YES IT WAS A HOME FOR GIRLS AND WAS RUN BY NUNS.IN FACT THEY WOULD MAKE THE WAEFERS USED FOR COMMUNION.WE AS ALTER BOYS WOULD GO AND PICK THEM UP,WE WOULD BE WISTLED AT BY THE GIRLS ...IT WAS TORN DOWN IN THE LATE SIXTIES AN THE ATLANTIC TOWERS HOUSEING STANDS IN ITS PLACE [REMEMBER THE BARB WIRES ALL AROUND THE BUILDING]
Yes I do remember the barb wires around the walls as well at the top of the walls there were broken pieces of glass cemented to the top of the wall. I guess they wanted to make sure those girls didn't get out. I also would go pickup the waffers from there for Our Lady of Lourdes Church. I also remember the Gotti family living there before they tore it down for the projects.
It was a place that the sisters ran for wayward girls.........I visited it once as I knew someone who worked there...............the projects they built in place of it are really ugly.............they remind me of a high-rise jail...........
I lived on Atlantic Ave directly across the street. The long wall facing our house enclosed the part of the complex that were gardens and tennis courts. Yes, I remember the broken glass embedded on the top of that wall. Since I was a kid at the time, it was never explained to me why these girls were imprisoned by the Catholic Church. Obviously something I shouldn't have known about. Interesting fact: When the Dodgers were looking to build a new stadium, the City offered that location to the team. I wonder what would have been different in that neighborhood if a new stadium had been built there?

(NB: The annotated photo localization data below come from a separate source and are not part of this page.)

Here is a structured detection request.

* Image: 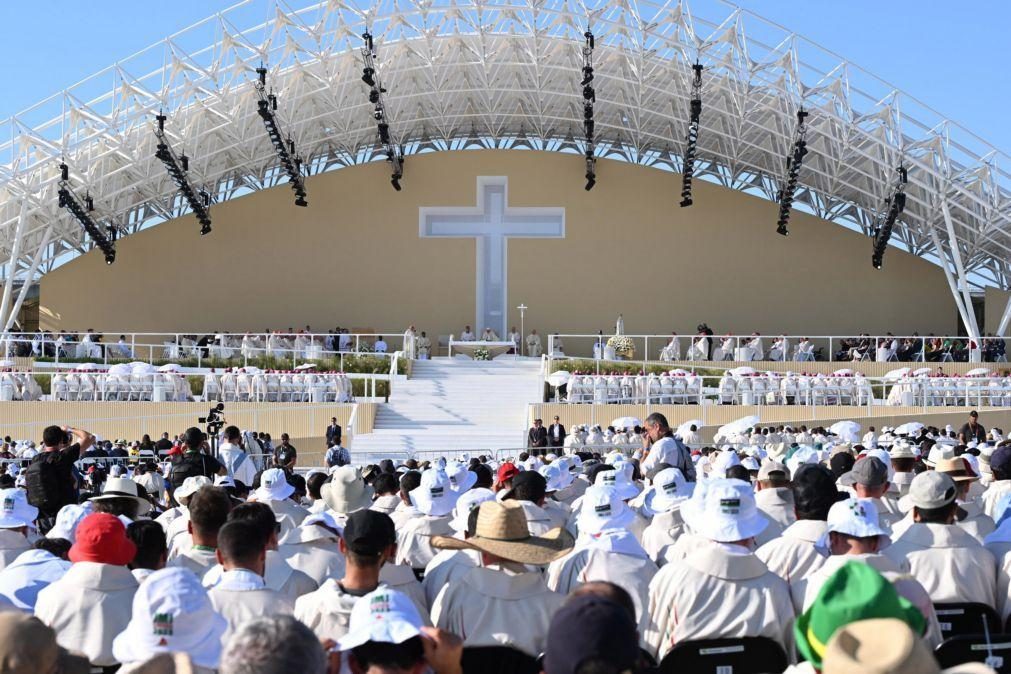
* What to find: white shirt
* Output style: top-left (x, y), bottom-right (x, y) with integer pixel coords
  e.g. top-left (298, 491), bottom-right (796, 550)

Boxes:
top-left (641, 436), bottom-right (690, 475)
top-left (218, 442), bottom-right (257, 486)
top-left (885, 522), bottom-right (997, 606)
top-left (209, 568), bottom-right (294, 642)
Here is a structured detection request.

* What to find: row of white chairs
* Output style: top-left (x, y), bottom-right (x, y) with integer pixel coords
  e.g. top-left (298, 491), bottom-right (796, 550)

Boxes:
top-left (886, 378), bottom-right (1011, 407)
top-left (0, 373), bottom-right (44, 401)
top-left (202, 373), bottom-right (354, 403)
top-left (51, 373), bottom-right (193, 402)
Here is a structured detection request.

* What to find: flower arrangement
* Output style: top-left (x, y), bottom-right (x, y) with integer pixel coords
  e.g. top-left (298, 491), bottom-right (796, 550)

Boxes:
top-left (607, 335), bottom-right (635, 359)
top-left (473, 347), bottom-right (491, 361)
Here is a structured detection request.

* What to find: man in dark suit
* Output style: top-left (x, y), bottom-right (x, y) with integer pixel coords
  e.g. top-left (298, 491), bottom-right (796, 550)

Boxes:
top-left (548, 415), bottom-right (566, 449)
top-left (326, 417), bottom-right (342, 446)
top-left (528, 418), bottom-right (548, 452)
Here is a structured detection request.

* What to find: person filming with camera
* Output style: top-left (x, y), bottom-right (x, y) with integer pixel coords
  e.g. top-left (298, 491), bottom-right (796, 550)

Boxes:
top-left (168, 426), bottom-right (227, 502)
top-left (25, 425), bottom-right (96, 533)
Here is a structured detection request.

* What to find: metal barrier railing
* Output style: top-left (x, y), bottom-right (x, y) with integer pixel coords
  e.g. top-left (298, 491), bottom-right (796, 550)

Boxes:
top-left (545, 333), bottom-right (1006, 364)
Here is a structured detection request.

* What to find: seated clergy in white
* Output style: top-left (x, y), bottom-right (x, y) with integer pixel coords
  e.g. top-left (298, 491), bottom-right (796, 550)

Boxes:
top-left (112, 567), bottom-right (227, 674)
top-left (554, 457), bottom-right (589, 506)
top-left (295, 509), bottom-right (431, 643)
top-left (430, 500), bottom-right (572, 657)
top-left (984, 494), bottom-right (1011, 623)
top-left (0, 488), bottom-right (36, 570)
top-left (884, 470), bottom-right (997, 607)
top-left (0, 539), bottom-right (71, 612)
top-left (253, 468), bottom-right (309, 530)
top-left (585, 465), bottom-right (649, 543)
top-left (423, 488), bottom-right (496, 607)
top-left (278, 511), bottom-right (346, 586)
top-left (460, 325), bottom-right (476, 341)
top-left (982, 445), bottom-right (1011, 519)
top-left (644, 478), bottom-right (794, 661)
top-left (481, 327), bottom-right (499, 341)
top-left (502, 470), bottom-right (567, 536)
top-left (396, 468), bottom-right (459, 572)
top-left (160, 476), bottom-right (213, 555)
top-left (757, 464), bottom-right (843, 601)
top-left (794, 497), bottom-right (908, 612)
top-left (640, 467), bottom-right (693, 563)
top-left (754, 460), bottom-right (796, 530)
top-left (847, 456), bottom-right (904, 530)
top-left (936, 456), bottom-right (995, 542)
top-left (167, 486), bottom-right (232, 578)
top-left (323, 465), bottom-right (376, 527)
top-left (207, 518), bottom-right (294, 643)
top-left (202, 502), bottom-right (318, 606)
top-left (35, 513), bottom-right (140, 669)
top-left (548, 485), bottom-right (658, 643)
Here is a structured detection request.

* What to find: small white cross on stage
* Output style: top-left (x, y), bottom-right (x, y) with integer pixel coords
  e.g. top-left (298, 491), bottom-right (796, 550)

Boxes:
top-left (419, 176), bottom-right (565, 337)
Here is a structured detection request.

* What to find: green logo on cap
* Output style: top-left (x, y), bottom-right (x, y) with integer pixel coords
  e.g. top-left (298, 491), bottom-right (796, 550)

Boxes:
top-left (153, 612), bottom-right (173, 636)
top-left (719, 498), bottom-right (741, 514)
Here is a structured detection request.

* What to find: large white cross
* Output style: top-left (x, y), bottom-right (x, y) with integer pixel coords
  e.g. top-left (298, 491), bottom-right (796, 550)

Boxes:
top-left (419, 176), bottom-right (565, 336)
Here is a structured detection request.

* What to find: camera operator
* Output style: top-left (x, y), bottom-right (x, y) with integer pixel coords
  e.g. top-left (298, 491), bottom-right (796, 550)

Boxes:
top-left (26, 425), bottom-right (95, 533)
top-left (168, 427), bottom-right (226, 501)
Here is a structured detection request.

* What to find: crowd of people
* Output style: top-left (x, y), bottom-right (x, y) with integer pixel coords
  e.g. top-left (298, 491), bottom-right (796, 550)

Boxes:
top-left (0, 411), bottom-right (1004, 671)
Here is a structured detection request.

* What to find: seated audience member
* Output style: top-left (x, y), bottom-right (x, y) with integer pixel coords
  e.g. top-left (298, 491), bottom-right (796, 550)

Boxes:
top-left (0, 537), bottom-right (71, 611)
top-left (850, 456), bottom-right (903, 529)
top-left (370, 473), bottom-right (401, 515)
top-left (397, 468), bottom-right (459, 573)
top-left (644, 479), bottom-right (794, 660)
top-left (983, 445), bottom-right (1011, 519)
top-left (885, 471), bottom-right (997, 607)
top-left (322, 466), bottom-right (376, 526)
top-left (127, 520), bottom-right (168, 584)
top-left (934, 456), bottom-right (995, 542)
top-left (0, 612), bottom-right (90, 674)
top-left (254, 467), bottom-right (309, 530)
top-left (390, 471), bottom-right (422, 529)
top-left (422, 489), bottom-right (495, 607)
top-left (278, 511), bottom-right (346, 585)
top-left (207, 519), bottom-right (294, 640)
top-left (502, 470), bottom-right (566, 535)
top-left (220, 616), bottom-right (327, 674)
top-left (0, 488), bottom-right (37, 570)
top-left (430, 500), bottom-right (572, 656)
top-left (35, 513), bottom-right (140, 669)
top-left (112, 567), bottom-right (227, 674)
top-left (542, 592), bottom-right (643, 674)
top-left (296, 509), bottom-right (430, 640)
top-left (168, 486), bottom-right (232, 577)
top-left (640, 467), bottom-right (692, 562)
top-left (336, 587), bottom-right (464, 674)
top-left (754, 460), bottom-right (795, 529)
top-left (791, 562), bottom-right (927, 673)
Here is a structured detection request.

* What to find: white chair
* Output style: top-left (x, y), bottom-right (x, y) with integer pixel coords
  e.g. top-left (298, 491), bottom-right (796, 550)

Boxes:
top-left (204, 374), bottom-right (221, 402)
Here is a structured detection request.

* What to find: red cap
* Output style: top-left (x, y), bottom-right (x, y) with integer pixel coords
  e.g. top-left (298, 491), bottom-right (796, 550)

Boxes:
top-left (69, 513), bottom-right (136, 566)
top-left (166, 446), bottom-right (182, 457)
top-left (496, 462), bottom-right (520, 485)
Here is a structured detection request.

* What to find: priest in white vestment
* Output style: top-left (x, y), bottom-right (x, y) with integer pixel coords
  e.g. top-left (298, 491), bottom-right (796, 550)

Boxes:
top-left (460, 326), bottom-right (476, 341)
top-left (417, 331), bottom-right (432, 359)
top-left (403, 325), bottom-right (417, 359)
top-left (526, 330), bottom-right (542, 357)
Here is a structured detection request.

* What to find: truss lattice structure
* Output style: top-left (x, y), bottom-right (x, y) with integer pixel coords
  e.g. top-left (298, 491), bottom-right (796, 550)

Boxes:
top-left (1, 0), bottom-right (1010, 339)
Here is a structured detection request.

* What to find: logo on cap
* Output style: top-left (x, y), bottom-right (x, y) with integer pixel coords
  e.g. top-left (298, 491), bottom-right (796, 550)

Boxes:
top-left (2, 496), bottom-right (13, 513)
top-left (153, 612), bottom-right (174, 639)
top-left (430, 486), bottom-right (444, 498)
top-left (662, 480), bottom-right (678, 494)
top-left (849, 502), bottom-right (866, 518)
top-left (602, 473), bottom-right (616, 484)
top-left (594, 504), bottom-right (612, 516)
top-left (370, 593), bottom-right (392, 614)
top-left (719, 498), bottom-right (741, 514)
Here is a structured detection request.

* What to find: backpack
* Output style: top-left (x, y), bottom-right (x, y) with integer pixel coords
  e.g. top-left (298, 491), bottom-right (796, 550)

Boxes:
top-left (169, 452), bottom-right (211, 490)
top-left (24, 452), bottom-right (66, 515)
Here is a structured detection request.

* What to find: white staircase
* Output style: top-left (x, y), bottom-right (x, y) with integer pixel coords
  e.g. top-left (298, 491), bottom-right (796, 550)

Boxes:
top-left (352, 358), bottom-right (543, 457)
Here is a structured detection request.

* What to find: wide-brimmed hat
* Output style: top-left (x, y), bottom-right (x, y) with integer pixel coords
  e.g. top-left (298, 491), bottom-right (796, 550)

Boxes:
top-left (69, 512), bottom-right (137, 566)
top-left (935, 457), bottom-right (979, 483)
top-left (822, 618), bottom-right (992, 674)
top-left (337, 588), bottom-right (423, 651)
top-left (410, 468), bottom-right (459, 517)
top-left (680, 478), bottom-right (768, 543)
top-left (445, 462), bottom-right (477, 493)
top-left (449, 488), bottom-right (496, 533)
top-left (322, 466), bottom-right (374, 514)
top-left (254, 468), bottom-right (295, 503)
top-left (593, 467), bottom-right (641, 501)
top-left (174, 476), bottom-right (212, 502)
top-left (432, 500), bottom-right (574, 565)
top-left (0, 613), bottom-right (89, 674)
top-left (46, 502), bottom-right (93, 542)
top-left (0, 488), bottom-right (38, 529)
top-left (817, 498), bottom-right (890, 551)
top-left (889, 443), bottom-right (916, 460)
top-left (577, 485), bottom-right (636, 535)
top-left (924, 444), bottom-right (955, 468)
top-left (795, 562), bottom-right (926, 669)
top-left (91, 477), bottom-right (152, 516)
top-left (710, 450), bottom-right (742, 479)
top-left (112, 567), bottom-right (227, 669)
top-left (643, 467), bottom-right (693, 515)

If you Google "In the Footprints of the Good Shepherd"
you'll find an online copy of a book that gives a history of the U.S. Convents of the Good Shepherd.

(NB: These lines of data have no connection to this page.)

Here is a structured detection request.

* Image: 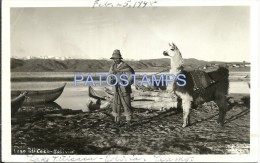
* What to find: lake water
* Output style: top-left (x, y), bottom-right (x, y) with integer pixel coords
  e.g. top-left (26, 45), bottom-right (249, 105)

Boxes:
top-left (11, 71), bottom-right (250, 78)
top-left (11, 80), bottom-right (250, 111)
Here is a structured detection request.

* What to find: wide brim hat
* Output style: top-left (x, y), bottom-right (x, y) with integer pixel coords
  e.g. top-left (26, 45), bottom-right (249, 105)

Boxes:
top-left (110, 49), bottom-right (123, 59)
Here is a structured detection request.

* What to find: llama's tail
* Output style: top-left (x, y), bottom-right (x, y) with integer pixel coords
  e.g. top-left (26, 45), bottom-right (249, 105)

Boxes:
top-left (217, 66), bottom-right (229, 79)
top-left (216, 66), bottom-right (229, 95)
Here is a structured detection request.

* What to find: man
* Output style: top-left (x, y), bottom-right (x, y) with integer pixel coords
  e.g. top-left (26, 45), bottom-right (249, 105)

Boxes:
top-left (109, 49), bottom-right (135, 125)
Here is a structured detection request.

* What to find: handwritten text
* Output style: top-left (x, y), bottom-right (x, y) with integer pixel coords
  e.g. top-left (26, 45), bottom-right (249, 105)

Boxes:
top-left (93, 0), bottom-right (157, 8)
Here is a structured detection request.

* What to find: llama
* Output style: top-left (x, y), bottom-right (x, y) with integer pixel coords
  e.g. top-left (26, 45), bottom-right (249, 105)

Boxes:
top-left (163, 43), bottom-right (229, 127)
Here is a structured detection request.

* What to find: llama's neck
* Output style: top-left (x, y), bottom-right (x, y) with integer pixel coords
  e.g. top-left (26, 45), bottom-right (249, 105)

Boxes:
top-left (170, 68), bottom-right (181, 76)
top-left (169, 49), bottom-right (183, 76)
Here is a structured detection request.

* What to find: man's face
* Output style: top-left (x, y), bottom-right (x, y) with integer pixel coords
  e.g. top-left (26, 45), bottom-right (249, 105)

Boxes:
top-left (113, 58), bottom-right (121, 64)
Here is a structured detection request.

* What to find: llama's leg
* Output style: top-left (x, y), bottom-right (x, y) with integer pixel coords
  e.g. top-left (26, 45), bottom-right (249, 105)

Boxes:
top-left (176, 92), bottom-right (193, 127)
top-left (218, 107), bottom-right (226, 126)
top-left (215, 95), bottom-right (227, 126)
top-left (176, 97), bottom-right (183, 113)
top-left (182, 99), bottom-right (192, 128)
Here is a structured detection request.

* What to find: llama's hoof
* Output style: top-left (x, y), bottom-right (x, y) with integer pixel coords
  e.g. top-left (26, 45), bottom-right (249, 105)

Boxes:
top-left (182, 124), bottom-right (188, 128)
top-left (217, 120), bottom-right (225, 127)
top-left (217, 119), bottom-right (224, 124)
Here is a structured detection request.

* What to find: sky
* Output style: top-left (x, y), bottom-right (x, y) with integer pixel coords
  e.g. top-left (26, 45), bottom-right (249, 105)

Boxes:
top-left (11, 7), bottom-right (250, 62)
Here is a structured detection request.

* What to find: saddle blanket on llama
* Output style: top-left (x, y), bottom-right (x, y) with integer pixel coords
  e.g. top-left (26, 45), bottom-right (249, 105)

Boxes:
top-left (189, 70), bottom-right (215, 91)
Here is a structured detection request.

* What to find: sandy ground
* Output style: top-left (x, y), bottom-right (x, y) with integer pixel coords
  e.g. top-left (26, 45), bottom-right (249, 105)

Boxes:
top-left (11, 93), bottom-right (250, 155)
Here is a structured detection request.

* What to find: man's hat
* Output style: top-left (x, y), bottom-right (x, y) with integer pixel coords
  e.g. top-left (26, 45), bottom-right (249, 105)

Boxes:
top-left (110, 49), bottom-right (123, 59)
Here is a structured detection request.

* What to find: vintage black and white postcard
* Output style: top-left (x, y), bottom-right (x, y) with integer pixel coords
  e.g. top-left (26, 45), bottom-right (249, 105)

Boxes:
top-left (1, 0), bottom-right (260, 162)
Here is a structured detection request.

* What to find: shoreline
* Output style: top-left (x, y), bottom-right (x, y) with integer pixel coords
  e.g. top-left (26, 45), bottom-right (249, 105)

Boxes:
top-left (11, 77), bottom-right (250, 82)
top-left (11, 75), bottom-right (250, 82)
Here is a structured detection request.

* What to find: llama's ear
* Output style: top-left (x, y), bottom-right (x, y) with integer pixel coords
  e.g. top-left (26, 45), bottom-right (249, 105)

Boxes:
top-left (172, 42), bottom-right (178, 50)
top-left (169, 43), bottom-right (172, 47)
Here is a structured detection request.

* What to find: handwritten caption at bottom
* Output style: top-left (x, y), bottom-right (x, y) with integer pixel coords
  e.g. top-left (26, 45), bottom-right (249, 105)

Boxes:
top-left (27, 155), bottom-right (194, 162)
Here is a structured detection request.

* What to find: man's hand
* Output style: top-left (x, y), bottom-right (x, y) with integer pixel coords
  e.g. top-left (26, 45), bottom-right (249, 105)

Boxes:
top-left (112, 70), bottom-right (117, 74)
top-left (110, 77), bottom-right (116, 84)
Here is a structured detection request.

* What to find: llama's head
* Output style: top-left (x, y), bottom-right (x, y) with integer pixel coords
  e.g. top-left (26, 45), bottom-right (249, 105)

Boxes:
top-left (163, 42), bottom-right (184, 74)
top-left (163, 42), bottom-right (180, 57)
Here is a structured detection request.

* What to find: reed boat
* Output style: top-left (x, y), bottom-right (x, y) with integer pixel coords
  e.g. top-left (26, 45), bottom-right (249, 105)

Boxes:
top-left (11, 83), bottom-right (66, 104)
top-left (87, 85), bottom-right (178, 111)
top-left (11, 91), bottom-right (27, 116)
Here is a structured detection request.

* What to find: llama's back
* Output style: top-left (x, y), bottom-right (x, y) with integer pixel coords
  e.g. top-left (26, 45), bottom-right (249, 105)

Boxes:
top-left (173, 67), bottom-right (229, 99)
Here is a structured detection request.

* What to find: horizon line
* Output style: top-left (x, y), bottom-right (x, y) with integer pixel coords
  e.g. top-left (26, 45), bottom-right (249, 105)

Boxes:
top-left (10, 56), bottom-right (250, 63)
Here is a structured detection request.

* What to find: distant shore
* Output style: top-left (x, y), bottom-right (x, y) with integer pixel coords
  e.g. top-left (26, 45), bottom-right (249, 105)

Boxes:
top-left (11, 70), bottom-right (250, 82)
top-left (11, 58), bottom-right (250, 73)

There's a 2003 movie "The Magdalene Sisters" set in 1964 Ireland about the "Magdalene laundry". These places were work houses at best & prisons at worst. Not the Church at it's finest.

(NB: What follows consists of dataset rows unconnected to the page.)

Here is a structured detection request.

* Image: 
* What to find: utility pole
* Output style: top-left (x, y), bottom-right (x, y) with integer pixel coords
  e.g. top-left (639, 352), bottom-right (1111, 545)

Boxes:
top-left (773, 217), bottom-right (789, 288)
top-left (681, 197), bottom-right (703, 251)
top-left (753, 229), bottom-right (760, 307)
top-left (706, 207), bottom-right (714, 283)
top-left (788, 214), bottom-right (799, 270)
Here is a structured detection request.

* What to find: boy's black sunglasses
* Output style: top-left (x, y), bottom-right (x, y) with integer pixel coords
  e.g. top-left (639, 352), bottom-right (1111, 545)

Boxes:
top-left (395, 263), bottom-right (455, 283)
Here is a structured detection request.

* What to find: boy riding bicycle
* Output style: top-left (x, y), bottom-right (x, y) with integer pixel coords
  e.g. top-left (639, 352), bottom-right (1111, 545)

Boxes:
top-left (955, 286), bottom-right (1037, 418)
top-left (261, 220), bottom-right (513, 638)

I think that everyone in the neighborhood knew it was a home for wayward girls but didn't know what they actually did. Most people thought it was unwed mothers. I remember my mother as well as other mothers in the neighborhood threatening to put us in there if we didn't behave. The home being there may have well been the reason why more of us didn't wind up in there. I remember them calling out from the window to guys passing by but I didn't know what they said because my mother put her hands over my ears.